Wednesday, May 18, 2011

Track

   I love running. I've probably said it a million times, but it is true. My motto is, "If you can breathe, you can run!" (Okay, so not everyone can or should run competitively, but still! Running is amazing and life-changing. Everyone should run.)

   So, anyhow, this year was my second year with my favorite team ever--the FEAST Homeschool Patriots!! I seriously love this team, and all the fun that I've had this season stretching myself to try new things and set crazy goals. The coaches are amaZing, and the team is very encouraging. I wouldn't want to be anywhere else. :)

  
   This season, I returned to the track after a harrowing experience with cross-country (yet I'm going to do it again this fall? I don't understand myself sometimes...) ready to all-out sprint! My favorite race is the 200 meter dash.

   I. love. this. race.

   The 100 meter dash is too short--it's over before you have time to think about passing anyone who might be dying out (who dies out on the 100m anyways?). The 400 meter dash is too long to be an all-the-way, never-slowing-down sprint (okay, well, maybe I'm just too lazy to train for it...)

   So. I found MY RACE.

  
   The first race of the season, in February, I was extremely disappointed. I had gone out of last season running a 30.57--nothing too impressive, but then again, I couldn't seem to break the 30-second barrier. :/

   My first race of the season? A 31 second race. I was crestfallen. I hadn't run it well, rather, I was actually trying to "pace" myself--a bad habit picked up from none other than--xc. (Gotta love long distance!! Grrr...)

   Suddenly, during practices, I became determined. I no longer sludged through the sprinting reps like it was a chore to finish. I ran hard, fire in my eyes, fighting through the wind, clawing at the track, being a passionate fanatic with only one goal in mind: to break 30 seconds and never, ever return into the realm of the 30's.

   My next race, I tore out of the blocks like a wildebeest and shut my eyes until I was around the curve, going so fast I thought I must be flying. I knew I looked utterly ridiculous, but who cared? I won my heat, and with it the coveted 29.9 second time.


   The season progressed, and I consistently ran 29-second races, each time slowly inching down the milliseconds until I was on the brink of breaking 29, right at the end of the season. At that point, I was absolutely in love with the race.

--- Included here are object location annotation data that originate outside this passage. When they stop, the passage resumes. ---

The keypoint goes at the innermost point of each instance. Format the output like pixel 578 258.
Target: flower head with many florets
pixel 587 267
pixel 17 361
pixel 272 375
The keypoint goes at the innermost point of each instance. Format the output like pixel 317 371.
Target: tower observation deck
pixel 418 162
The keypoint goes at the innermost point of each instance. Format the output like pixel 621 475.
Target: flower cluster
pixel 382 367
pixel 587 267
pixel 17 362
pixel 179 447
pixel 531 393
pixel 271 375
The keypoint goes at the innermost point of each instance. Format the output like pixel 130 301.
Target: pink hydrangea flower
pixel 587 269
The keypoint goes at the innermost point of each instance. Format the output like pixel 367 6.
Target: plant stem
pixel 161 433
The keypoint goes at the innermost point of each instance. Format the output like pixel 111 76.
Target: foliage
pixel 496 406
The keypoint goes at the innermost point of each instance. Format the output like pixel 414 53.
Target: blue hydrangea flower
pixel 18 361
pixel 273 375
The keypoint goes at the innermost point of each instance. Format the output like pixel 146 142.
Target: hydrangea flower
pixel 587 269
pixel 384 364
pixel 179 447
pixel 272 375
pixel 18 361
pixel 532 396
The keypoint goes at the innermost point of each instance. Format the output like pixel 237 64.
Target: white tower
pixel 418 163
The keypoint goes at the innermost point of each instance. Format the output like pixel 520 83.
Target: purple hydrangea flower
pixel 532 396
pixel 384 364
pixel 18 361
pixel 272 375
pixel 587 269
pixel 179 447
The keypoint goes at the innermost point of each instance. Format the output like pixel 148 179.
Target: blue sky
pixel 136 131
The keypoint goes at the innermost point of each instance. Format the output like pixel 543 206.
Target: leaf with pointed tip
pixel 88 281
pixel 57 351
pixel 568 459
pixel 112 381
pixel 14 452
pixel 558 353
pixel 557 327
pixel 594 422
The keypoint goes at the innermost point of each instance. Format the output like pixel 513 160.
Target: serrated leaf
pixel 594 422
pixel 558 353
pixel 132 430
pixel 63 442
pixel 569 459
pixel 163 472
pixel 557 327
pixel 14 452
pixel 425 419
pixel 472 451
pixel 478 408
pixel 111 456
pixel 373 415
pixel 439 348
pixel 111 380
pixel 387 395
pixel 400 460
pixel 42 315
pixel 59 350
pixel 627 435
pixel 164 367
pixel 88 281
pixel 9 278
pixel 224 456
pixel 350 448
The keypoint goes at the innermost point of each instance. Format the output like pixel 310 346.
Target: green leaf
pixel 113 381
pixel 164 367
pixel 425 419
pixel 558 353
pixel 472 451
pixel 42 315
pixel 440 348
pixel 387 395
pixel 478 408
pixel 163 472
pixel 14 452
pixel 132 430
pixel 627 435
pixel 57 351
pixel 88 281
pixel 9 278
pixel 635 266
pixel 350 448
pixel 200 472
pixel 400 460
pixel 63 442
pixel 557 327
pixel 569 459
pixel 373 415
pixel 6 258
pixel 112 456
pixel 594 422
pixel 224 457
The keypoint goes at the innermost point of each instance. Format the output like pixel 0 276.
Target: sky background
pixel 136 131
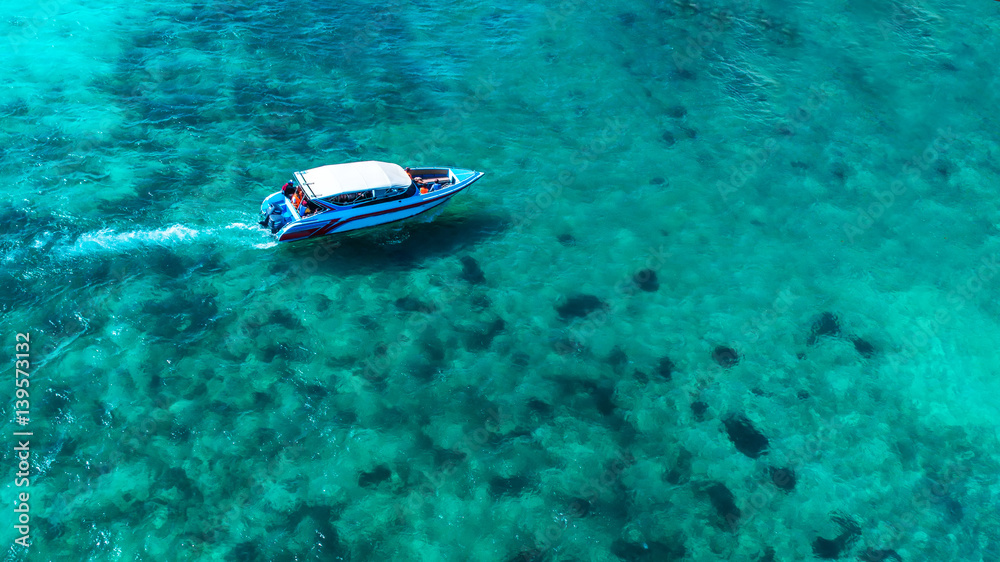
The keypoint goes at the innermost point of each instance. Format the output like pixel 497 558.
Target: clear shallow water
pixel 203 394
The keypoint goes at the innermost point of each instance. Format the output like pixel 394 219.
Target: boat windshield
pixel 354 197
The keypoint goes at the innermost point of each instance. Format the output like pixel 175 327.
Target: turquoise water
pixel 813 186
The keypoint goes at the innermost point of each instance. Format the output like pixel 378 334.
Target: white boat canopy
pixel 347 178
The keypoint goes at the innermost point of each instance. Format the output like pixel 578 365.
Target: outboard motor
pixel 277 221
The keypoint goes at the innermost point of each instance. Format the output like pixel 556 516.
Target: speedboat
pixel 341 197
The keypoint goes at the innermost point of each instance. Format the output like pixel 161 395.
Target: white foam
pixel 110 241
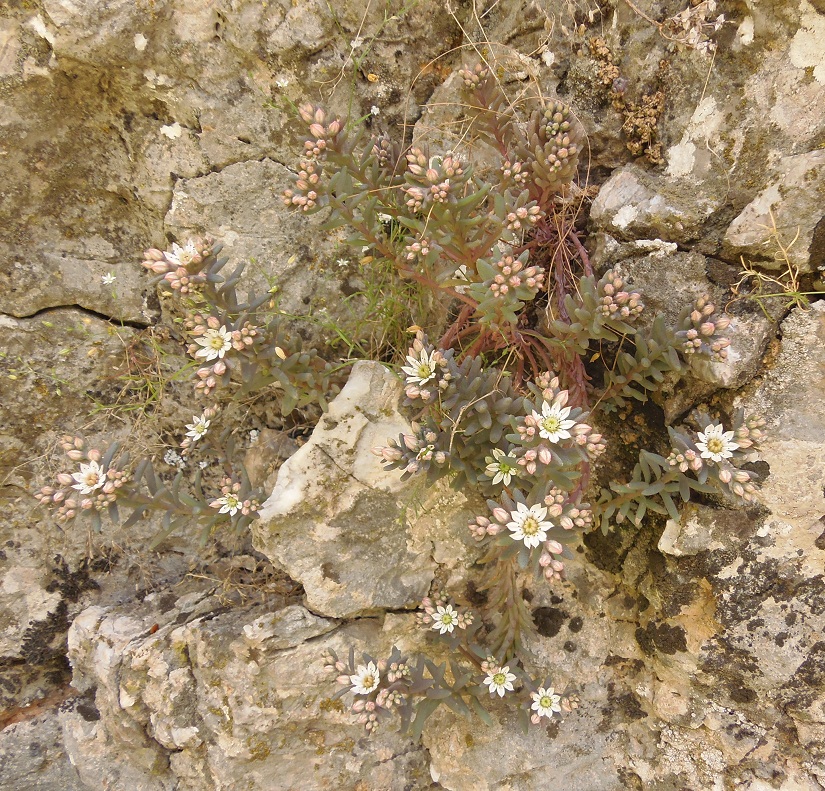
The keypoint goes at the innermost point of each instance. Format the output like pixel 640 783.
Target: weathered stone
pixel 634 204
pixel 193 696
pixel 787 213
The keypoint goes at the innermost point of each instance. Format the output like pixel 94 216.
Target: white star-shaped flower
pixel 446 619
pixel 366 679
pixel 90 478
pixel 420 369
pixel 182 256
pixel 553 423
pixel 500 680
pixel 198 427
pixel 215 343
pixel 715 443
pixel 528 524
pixel 546 702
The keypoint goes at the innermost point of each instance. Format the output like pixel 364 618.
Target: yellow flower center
pixel 551 424
pixel 715 445
pixel 530 526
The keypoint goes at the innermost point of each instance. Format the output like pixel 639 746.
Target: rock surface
pixel 356 537
pixel 696 647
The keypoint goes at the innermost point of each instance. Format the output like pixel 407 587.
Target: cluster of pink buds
pixel 92 488
pixel 568 515
pixel 700 331
pixel 740 482
pixel 473 78
pixel 383 151
pixel 305 194
pixel 514 171
pixel 180 266
pixel 417 250
pixel 244 337
pixel 616 303
pixel 552 566
pixel 523 216
pixel 320 132
pixel 230 502
pixel 689 460
pixel 481 527
pixel 750 432
pixel 512 274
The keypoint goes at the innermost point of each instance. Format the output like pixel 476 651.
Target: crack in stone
pixel 137 325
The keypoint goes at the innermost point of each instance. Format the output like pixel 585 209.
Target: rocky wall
pixel 696 647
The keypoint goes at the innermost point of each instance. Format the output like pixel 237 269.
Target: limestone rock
pixel 336 520
pixel 789 208
pixel 192 694
pixel 634 204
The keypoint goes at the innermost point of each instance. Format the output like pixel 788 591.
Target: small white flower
pixel 215 343
pixel 545 702
pixel 366 679
pixel 90 478
pixel 528 524
pixel 182 256
pixel 501 466
pixel 500 680
pixel 174 459
pixel 445 619
pixel 715 443
pixel 229 504
pixel 421 369
pixel 553 423
pixel 198 427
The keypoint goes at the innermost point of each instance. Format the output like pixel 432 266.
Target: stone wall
pixel 696 647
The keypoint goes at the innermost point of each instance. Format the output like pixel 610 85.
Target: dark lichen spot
pixel 549 620
pixel 662 637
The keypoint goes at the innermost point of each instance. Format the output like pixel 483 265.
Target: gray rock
pixel 336 520
pixel 634 204
pixel 198 697
pixel 787 212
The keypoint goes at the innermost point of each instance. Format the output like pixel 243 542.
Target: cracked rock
pixel 336 520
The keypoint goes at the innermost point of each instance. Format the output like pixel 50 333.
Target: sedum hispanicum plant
pixel 239 348
pixel 505 399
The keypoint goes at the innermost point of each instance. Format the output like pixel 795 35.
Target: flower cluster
pixel 181 267
pixel 699 331
pixel 441 615
pixel 94 487
pixel 233 499
pixel 615 301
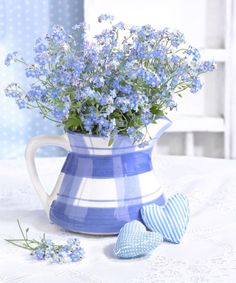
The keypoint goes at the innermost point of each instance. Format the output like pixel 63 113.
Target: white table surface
pixel 207 252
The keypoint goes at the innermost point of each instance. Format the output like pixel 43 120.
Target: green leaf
pixel 155 110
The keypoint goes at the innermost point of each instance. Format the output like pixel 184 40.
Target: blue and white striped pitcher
pixel 100 187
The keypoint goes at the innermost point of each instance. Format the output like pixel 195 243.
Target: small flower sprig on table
pixel 47 250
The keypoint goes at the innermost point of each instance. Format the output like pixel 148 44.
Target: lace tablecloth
pixel 207 252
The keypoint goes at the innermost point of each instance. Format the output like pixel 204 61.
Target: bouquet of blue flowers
pixel 118 83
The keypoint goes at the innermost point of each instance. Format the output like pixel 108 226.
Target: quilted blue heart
pixel 134 240
pixel 170 220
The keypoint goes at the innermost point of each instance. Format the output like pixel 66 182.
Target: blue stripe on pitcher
pixel 95 219
pixel 113 166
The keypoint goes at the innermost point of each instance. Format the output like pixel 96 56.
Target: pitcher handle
pixel 33 145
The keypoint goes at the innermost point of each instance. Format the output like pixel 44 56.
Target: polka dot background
pixel 21 22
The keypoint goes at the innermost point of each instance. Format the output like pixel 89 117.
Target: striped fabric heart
pixel 170 220
pixel 134 240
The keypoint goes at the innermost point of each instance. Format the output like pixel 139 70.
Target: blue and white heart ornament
pixel 170 220
pixel 135 241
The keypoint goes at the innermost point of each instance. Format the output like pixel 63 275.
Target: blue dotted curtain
pixel 21 22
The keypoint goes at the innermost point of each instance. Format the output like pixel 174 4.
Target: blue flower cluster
pixel 47 250
pixel 118 83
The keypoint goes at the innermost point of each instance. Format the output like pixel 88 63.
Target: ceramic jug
pixel 100 187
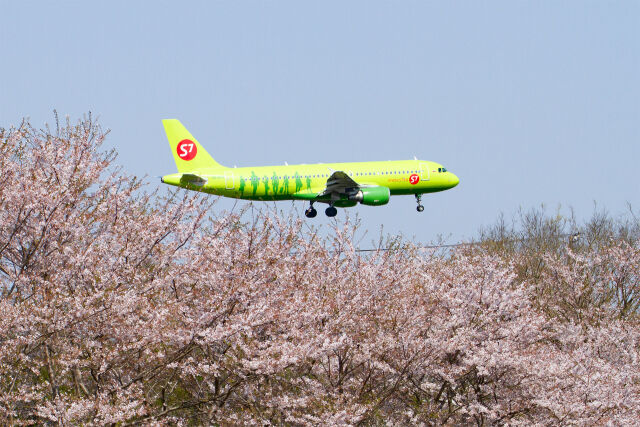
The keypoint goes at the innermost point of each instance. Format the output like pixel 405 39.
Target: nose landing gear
pixel 420 208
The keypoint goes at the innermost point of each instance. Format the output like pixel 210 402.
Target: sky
pixel 527 102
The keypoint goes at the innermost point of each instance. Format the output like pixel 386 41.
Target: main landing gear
pixel 311 212
pixel 331 211
pixel 420 208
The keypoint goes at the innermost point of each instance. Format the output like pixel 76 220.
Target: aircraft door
pixel 229 182
pixel 424 172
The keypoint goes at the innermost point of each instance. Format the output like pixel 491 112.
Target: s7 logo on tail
pixel 187 149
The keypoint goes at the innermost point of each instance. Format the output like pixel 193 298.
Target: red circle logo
pixel 187 149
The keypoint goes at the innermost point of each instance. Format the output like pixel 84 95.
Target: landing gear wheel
pixel 420 208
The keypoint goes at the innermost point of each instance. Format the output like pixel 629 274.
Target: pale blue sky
pixel 527 102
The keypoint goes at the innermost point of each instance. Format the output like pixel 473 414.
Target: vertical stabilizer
pixel 188 154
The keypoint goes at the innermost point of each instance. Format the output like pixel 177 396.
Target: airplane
pixel 337 184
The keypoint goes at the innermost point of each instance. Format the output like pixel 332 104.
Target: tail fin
pixel 187 151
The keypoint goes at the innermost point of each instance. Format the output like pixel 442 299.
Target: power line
pixel 573 236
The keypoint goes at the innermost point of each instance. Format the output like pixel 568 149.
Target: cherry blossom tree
pixel 120 305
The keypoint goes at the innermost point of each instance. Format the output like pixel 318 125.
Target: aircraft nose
pixel 454 180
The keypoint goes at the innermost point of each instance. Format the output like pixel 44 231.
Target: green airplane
pixel 337 184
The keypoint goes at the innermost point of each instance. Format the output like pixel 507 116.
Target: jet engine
pixel 372 196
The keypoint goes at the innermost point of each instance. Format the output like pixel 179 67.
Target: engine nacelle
pixel 372 196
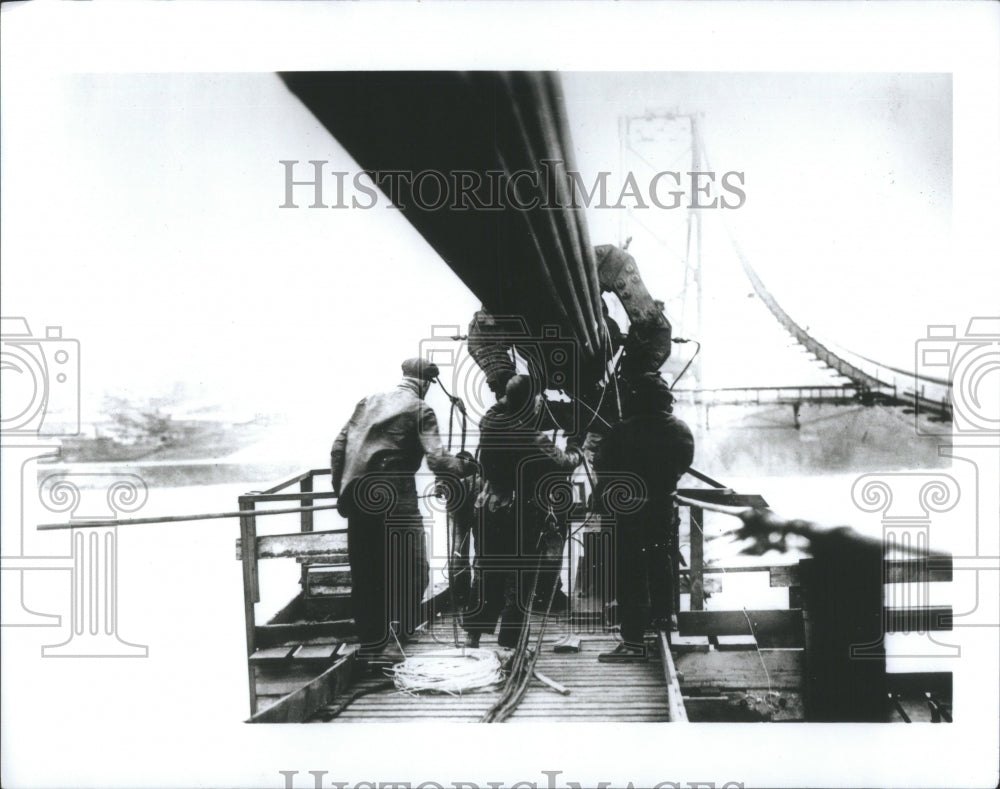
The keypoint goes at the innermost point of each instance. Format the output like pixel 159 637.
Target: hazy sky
pixel 146 223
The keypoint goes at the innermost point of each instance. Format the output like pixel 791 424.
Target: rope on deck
pixel 452 671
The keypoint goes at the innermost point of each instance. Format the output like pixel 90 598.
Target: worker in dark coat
pixel 373 461
pixel 519 463
pixel 644 456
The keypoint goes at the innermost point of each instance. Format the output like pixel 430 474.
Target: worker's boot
pixel 625 653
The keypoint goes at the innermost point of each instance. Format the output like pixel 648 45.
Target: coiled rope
pixel 452 671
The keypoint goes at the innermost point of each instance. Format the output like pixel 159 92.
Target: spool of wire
pixel 451 671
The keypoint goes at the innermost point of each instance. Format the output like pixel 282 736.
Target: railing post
pixel 305 486
pixel 251 590
pixel 675 558
pixel 696 517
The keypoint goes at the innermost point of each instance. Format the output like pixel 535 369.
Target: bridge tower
pixel 666 243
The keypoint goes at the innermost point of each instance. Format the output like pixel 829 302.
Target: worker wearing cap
pixel 373 462
pixel 517 461
pixel 643 456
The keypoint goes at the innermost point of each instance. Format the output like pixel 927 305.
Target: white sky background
pixel 145 221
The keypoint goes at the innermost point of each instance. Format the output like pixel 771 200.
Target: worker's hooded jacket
pixel 385 441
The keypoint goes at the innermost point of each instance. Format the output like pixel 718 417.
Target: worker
pixel 519 530
pixel 373 462
pixel 645 455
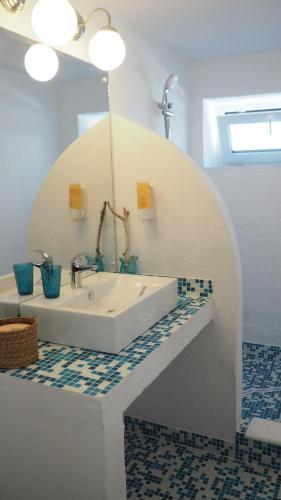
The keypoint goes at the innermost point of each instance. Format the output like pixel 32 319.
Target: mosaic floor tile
pixel 157 469
pixel 261 383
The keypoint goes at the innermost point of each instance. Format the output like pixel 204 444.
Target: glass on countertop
pixel 24 277
pixel 51 281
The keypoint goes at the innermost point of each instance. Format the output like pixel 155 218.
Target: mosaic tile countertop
pixel 261 383
pixel 95 373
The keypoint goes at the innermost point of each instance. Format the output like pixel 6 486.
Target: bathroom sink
pixel 10 300
pixel 107 314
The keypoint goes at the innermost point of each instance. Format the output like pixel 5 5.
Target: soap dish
pixel 18 342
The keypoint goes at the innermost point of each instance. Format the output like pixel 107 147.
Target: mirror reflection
pixel 39 121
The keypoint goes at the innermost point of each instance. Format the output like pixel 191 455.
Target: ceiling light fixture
pixel 41 62
pixel 56 23
pixel 107 49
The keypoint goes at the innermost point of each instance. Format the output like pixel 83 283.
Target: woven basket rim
pixel 30 323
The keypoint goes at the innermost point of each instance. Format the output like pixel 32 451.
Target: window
pixel 242 130
pixel 250 137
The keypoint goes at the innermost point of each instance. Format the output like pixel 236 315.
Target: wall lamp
pixel 56 23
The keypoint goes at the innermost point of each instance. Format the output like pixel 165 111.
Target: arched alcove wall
pixel 191 236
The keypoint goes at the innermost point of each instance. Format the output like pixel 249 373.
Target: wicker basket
pixel 18 347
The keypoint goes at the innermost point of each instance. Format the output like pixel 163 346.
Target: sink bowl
pixel 107 314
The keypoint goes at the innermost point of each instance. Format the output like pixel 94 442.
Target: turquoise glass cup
pixel 51 281
pixel 24 277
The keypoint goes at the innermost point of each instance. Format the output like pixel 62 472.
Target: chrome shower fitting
pixel 13 5
pixel 166 106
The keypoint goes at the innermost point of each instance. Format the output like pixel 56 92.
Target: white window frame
pixel 246 157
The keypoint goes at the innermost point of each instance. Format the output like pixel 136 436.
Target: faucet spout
pixel 78 265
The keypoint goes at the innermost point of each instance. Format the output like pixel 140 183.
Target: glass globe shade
pixel 54 22
pixel 107 49
pixel 41 62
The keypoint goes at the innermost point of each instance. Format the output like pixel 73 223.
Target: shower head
pixel 171 82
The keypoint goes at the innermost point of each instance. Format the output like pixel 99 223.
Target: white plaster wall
pixel 75 97
pixel 136 87
pixel 192 236
pixel 86 161
pixel 252 193
pixel 28 138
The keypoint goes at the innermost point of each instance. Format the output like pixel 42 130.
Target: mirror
pixel 38 122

   No matter how much it hurt, how shaky I would get beforehand, and how dead I would feel afterwards, I felt as if I had found the. BEST. event. in. track: 200 meters.

   Oh YES! :D

   So, here comes the homeschool state track meet--my favorite meet (and the final meet) of the year. As I got in the blocks, I felt, well, a little sad. This was it. This was what I had prepared for all season (the 200!!), and now I was on my final race for my junior year.



   Needless to say, I was slightly brokenhearted. Slightly is an understatement. As I spent those last few nerve wracking moments waiting for the starter's gun to go off, I whispered my silent prayer, "God, give me strength, speed, and endurance. Keep everyone in my heat safe from injury..." I bit my lip, wondering if I should even dare to hope, "...and it would be totally cool if I could break into the 28's."

   But nothing big, I thought to myself, as the starter said, "Runners set--," After all, I already reached my goal for the season. So I don't need to hope for anything that reckless like a 28-second 200 meter dash.

   And then the gun went off, and it was wonderful and exhilarating and terrible and beautiful and I, quite frankly, don't remember any of it.

   But my time, leaving the season, was 28.54.